So I'm sitting here on my balcony, with an amazing view of the beach, listening to the sea and generally feeling pretty content with life.

I'm away taking a well-earned break before my September book launch, and allowing myself to reflect on everything that I’ve achieved over the last year.

The thought which has popped into my mind is; that these experiences are WHY I got into this fitness game…

It’s for moments like this. It was because I loved the idea of being my own boss and taking off to do what I choose and what I am passionate about, away from work.  It was out of my passion for health and fitness and a want for knowledge and to further myself. It was to help as many people as possible. It was because I wanted to create an amazing and extraordinary life for myself, and those around me.

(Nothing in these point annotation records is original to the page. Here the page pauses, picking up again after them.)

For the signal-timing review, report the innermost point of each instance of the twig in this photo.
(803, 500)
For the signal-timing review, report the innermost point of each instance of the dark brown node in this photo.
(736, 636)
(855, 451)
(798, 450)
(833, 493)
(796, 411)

The reason I am writing this is because I truly feel that I am so fortunate to be involved in everything that I do within the industry. I am very grateful that I have been lucky enough to stumble across genuinely inspiring people who have helped bring me to my own relative success.

Here is what I see in this industry. We all get into it for many noble and deeply emotional reasons, be that wanting to help people as one’s life purpose or wanting to be stinking rich. Both are fine you know.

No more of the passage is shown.